SPECT and PET Imaging of Meningiomas

1Nuclear Medicine Department, University Hospital of Larissa, Mezourlo, 41110 Larissa, Greece
2Nuclear Medicine Department, “Alexandra” University Hospital, Vas. Sofias 80, 11528 Athens, Greece
3Nuclear Medicine Department, NIMTS Hospital, Monis Petraki 10-12, 11521 Athens, Greece

Received 9 January 2012; Accepted 26 January 2012

Academic Editor: Tullio Florio

Copyright © 2012 Varvara Valotassiou et al.
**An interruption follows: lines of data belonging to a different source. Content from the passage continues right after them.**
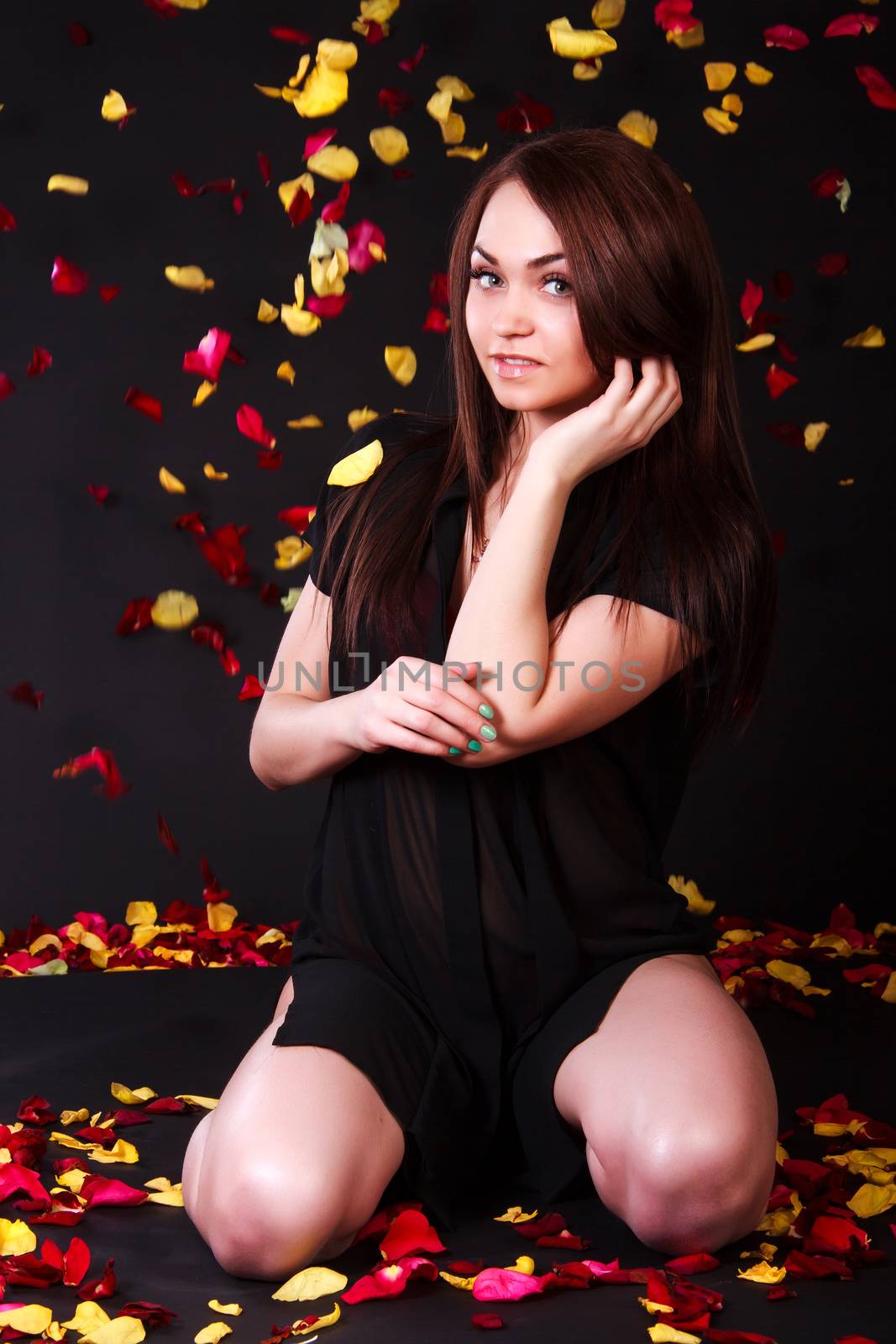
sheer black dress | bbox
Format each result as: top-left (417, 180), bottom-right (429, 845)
top-left (274, 412), bottom-right (716, 1228)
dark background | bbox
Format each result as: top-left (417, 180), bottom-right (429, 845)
top-left (0, 0), bottom-right (894, 946)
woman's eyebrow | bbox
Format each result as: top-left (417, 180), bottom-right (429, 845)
top-left (473, 244), bottom-right (565, 270)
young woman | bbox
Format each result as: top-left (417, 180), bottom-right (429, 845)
top-left (184, 129), bottom-right (778, 1278)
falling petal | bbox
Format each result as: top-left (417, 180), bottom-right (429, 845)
top-left (125, 387), bottom-right (161, 423)
top-left (50, 257), bottom-right (90, 294)
top-left (165, 266), bottom-right (215, 294)
top-left (150, 589), bottom-right (199, 630)
top-left (47, 172), bottom-right (90, 197)
top-left (159, 466), bottom-right (186, 495)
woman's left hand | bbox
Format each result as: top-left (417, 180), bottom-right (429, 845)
top-left (531, 354), bottom-right (683, 489)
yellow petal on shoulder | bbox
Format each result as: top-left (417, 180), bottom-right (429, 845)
top-left (703, 60), bottom-right (737, 92)
top-left (327, 438), bottom-right (383, 486)
top-left (435, 76), bottom-right (475, 102)
top-left (165, 266), bottom-right (215, 294)
top-left (271, 1265), bottom-right (348, 1302)
top-left (99, 89), bottom-right (128, 121)
top-left (0, 1300), bottom-right (52, 1335)
top-left (616, 110), bottom-right (657, 150)
top-left (149, 589), bottom-right (198, 628)
top-left (193, 1321), bottom-right (233, 1344)
top-left (544, 18), bottom-right (616, 60)
top-left (744, 60), bottom-right (775, 85)
top-left (307, 144), bottom-right (359, 181)
top-left (0, 1218), bottom-right (38, 1257)
top-left (703, 108), bottom-right (737, 136)
top-left (47, 172), bottom-right (90, 197)
top-left (274, 533), bottom-right (313, 570)
top-left (737, 1261), bottom-right (787, 1284)
top-left (448, 139), bottom-right (489, 160)
top-left (367, 126), bottom-right (411, 164)
top-left (383, 345), bottom-right (417, 387)
top-left (159, 466), bottom-right (186, 495)
top-left (844, 327), bottom-right (887, 347)
top-left (735, 332), bottom-right (775, 352)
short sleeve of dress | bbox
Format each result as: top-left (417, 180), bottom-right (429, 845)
top-left (585, 513), bottom-right (719, 687)
top-left (584, 513), bottom-right (674, 620)
top-left (302, 412), bottom-right (395, 596)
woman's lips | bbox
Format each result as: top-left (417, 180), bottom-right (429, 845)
top-left (491, 354), bottom-right (542, 378)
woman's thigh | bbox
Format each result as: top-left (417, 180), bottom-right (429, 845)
top-left (183, 977), bottom-right (405, 1278)
top-left (553, 953), bottom-right (778, 1188)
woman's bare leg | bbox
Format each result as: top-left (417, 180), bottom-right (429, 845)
top-left (183, 976), bottom-right (405, 1279)
top-left (553, 953), bottom-right (778, 1254)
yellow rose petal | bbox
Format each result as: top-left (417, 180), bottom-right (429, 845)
top-left (744, 60), bottom-right (775, 85)
top-left (149, 589), bottom-right (198, 632)
top-left (544, 18), bottom-right (616, 60)
top-left (99, 89), bottom-right (128, 121)
top-left (0, 1218), bottom-right (37, 1257)
top-left (616, 110), bottom-right (657, 150)
top-left (735, 332), bottom-right (775, 351)
top-left (844, 327), bottom-right (887, 347)
top-left (0, 1300), bottom-right (52, 1335)
top-left (193, 1321), bottom-right (233, 1344)
top-left (47, 172), bottom-right (90, 197)
top-left (703, 108), bottom-right (737, 136)
top-left (271, 1265), bottom-right (348, 1302)
top-left (703, 60), bottom-right (737, 92)
top-left (165, 266), bottom-right (215, 294)
top-left (307, 144), bottom-right (359, 181)
top-left (159, 466), bottom-right (186, 495)
top-left (383, 345), bottom-right (417, 387)
top-left (367, 126), bottom-right (411, 164)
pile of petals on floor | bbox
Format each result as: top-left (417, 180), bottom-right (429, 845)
top-left (0, 1082), bottom-right (896, 1344)
top-left (0, 892), bottom-right (896, 1017)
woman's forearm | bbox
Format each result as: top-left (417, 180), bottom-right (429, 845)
top-left (249, 690), bottom-right (361, 789)
top-left (445, 444), bottom-right (569, 727)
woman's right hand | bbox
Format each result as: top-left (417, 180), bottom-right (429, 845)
top-left (347, 654), bottom-right (497, 755)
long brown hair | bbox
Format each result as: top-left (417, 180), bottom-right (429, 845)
top-left (308, 126), bottom-right (778, 757)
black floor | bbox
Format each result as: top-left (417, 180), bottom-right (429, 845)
top-left (0, 958), bottom-right (896, 1344)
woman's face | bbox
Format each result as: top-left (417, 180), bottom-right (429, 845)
top-left (466, 181), bottom-right (605, 438)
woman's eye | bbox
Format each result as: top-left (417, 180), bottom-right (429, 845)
top-left (470, 266), bottom-right (572, 298)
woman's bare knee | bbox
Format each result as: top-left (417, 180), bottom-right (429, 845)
top-left (184, 1017), bottom-right (405, 1278)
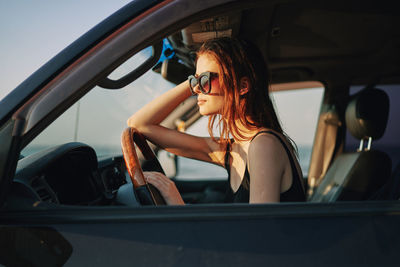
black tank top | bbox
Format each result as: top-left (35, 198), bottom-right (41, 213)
top-left (225, 131), bottom-right (306, 203)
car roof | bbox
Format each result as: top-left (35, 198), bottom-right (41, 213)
top-left (169, 1), bottom-right (400, 84)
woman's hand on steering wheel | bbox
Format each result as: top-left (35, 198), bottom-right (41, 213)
top-left (143, 172), bottom-right (185, 205)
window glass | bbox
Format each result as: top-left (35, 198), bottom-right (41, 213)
top-left (22, 49), bottom-right (174, 157)
top-left (271, 87), bottom-right (324, 177)
top-left (345, 84), bottom-right (400, 166)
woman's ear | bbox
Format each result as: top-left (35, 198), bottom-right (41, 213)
top-left (239, 77), bottom-right (250, 95)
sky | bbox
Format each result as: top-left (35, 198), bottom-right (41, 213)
top-left (0, 0), bottom-right (130, 99)
top-left (0, 0), bottom-right (322, 161)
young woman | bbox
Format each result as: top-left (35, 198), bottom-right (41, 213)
top-left (128, 38), bottom-right (305, 205)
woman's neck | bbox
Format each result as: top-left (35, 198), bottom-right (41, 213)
top-left (235, 118), bottom-right (264, 143)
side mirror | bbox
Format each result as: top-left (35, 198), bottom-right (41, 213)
top-left (157, 150), bottom-right (178, 178)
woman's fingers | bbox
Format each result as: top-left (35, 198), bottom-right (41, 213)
top-left (143, 172), bottom-right (185, 205)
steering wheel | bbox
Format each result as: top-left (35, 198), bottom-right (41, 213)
top-left (121, 127), bottom-right (166, 205)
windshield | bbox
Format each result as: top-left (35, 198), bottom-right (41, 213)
top-left (21, 48), bottom-right (174, 157)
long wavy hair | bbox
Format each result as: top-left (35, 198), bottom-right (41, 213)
top-left (197, 38), bottom-right (296, 151)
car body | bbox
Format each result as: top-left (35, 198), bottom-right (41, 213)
top-left (0, 0), bottom-right (400, 266)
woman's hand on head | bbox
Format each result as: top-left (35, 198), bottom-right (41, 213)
top-left (143, 172), bottom-right (185, 205)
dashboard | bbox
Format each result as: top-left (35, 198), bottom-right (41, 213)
top-left (9, 142), bottom-right (133, 206)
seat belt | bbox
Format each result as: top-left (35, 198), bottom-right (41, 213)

This is an open access article distributed under the Creative Commons Attribution License, which permits unrestricted use, distribution, and reproduction in any medium, provided the original work is properly cited.

Abstract

Meningiomas arise from the meningothelial cells of the arachnoid membranes. They are the most common primary intracranial neoplasms and represent about 20% of all intracranial tumors. They are usually diagnosed after the third decade of life and they are more frequent in women than in men. According to the World Health Organization (WHO) criteria, meningiomas can be classified into grade I meningiomas, which are benign, grade II (atypical) and grade III (anaplastic) meningiomas, which have a much more aggressive clinical behaviour. Computed Tomography (CT) and Magnetic Resonance Imaging (MRI) are routinely used in the diagnostic workup of patients with meningiomas. Molecular Nuclear Medicine Imaging with Single Photon Emission Computed Tomography (SPECT) and Positron Emission Tomography (PET) could provide complementary information to CT and MRI. Various SPECT and PET tracers may provide information about cellular processes and biological characteristics of meningiomas. Therefore, SPECT and PET imaging could be used for the preoperative noninvasive diagnosis and differential diagnosis of meningiomas, prediction of tumor grade and tumor recurrence, response to treatment, target volume delineation for radiation therapy planning, and distinction between residual or recurrent tumour from scar tissue.